At curator Nick Mauss’s request, O’Grady first exhibited five of the 26 cut-outs that she’d done on successive Sundays, from June 5 to November 20, 1977, in a group show nearly 30 years later — Between the Lines, in March 2006 at Daniel Reich Temporary (The Chelsea Hotel). She wrote a binder statement about her original work method and state of mind.
© Lorraine O’Grady, 2006
At the time, two things had happened simultaneously: I began to think that psychoanalysis might not be a bad idea; and I had to have a biopsy on my right breast. I took some books by André Breton to the hospital to help take my mind off it. Nadja and the Manifestos may have got mixed up with coming out of the general anaesthetic.
When the biopsy proved negative, I wanted to make a collage for my doctor. I thought it would feature the cult statue of Diana of Ephesus, the “many-breasted Artemis Ephesia.” But I needed some text. . . . As I flipped through the Sunday Times, I saw a headline on the sports page about Julius Erving that said “The Doctor Is Operating Again.” It seemed too good to waste on the collage, so I made a poem instead. But since I’d been flirting with the doctor, the poem turned into an imaginary love letter for an imaginary affair.

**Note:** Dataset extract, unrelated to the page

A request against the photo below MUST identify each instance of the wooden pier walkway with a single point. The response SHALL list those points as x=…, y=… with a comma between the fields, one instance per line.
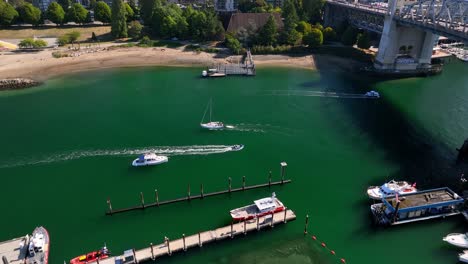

Then I began to wonder, what if. . . instead of Breton’s random assemblages. . . I did cutouts and consciously shaped them? What would I discover about the culture and about myself? (In the place I was then, questions like “Who am I?” didn’t seem so academic). And, if I reversed the process of the confessional poets everyone still read at the time. . . like
Plath and Sexton who’d made the unbearably private public. . . if I pushed the cutouts further, could I get a “counter-confessional” poetry that made the public private again?
To find myself in the language of the news didn’t strike me as odd. In my first job after college, I’d been an intelligence analyst, at the Department of Labor and then the Department of State. After five years of reading 10 newspapers a day in different languages, plus mountains of agents’ classified reports and unedited transcripts of Cuban radio, language had melted into a gelatinous pool. It had collapsed for me. That’s when I’d quit.
For six months in 1977, I made a poem a week from the Sunday Times. Cutting out the National Inquirer would not have interested me. This wasn’t about condescending to the culture, it was about taking back from it. It was just raw material. I think the process may have worked. When he read the cutouts, my ex-husband said it had been like leafing through the Times and coming across a photo of me accidentally. I never bought the Sunday Times again.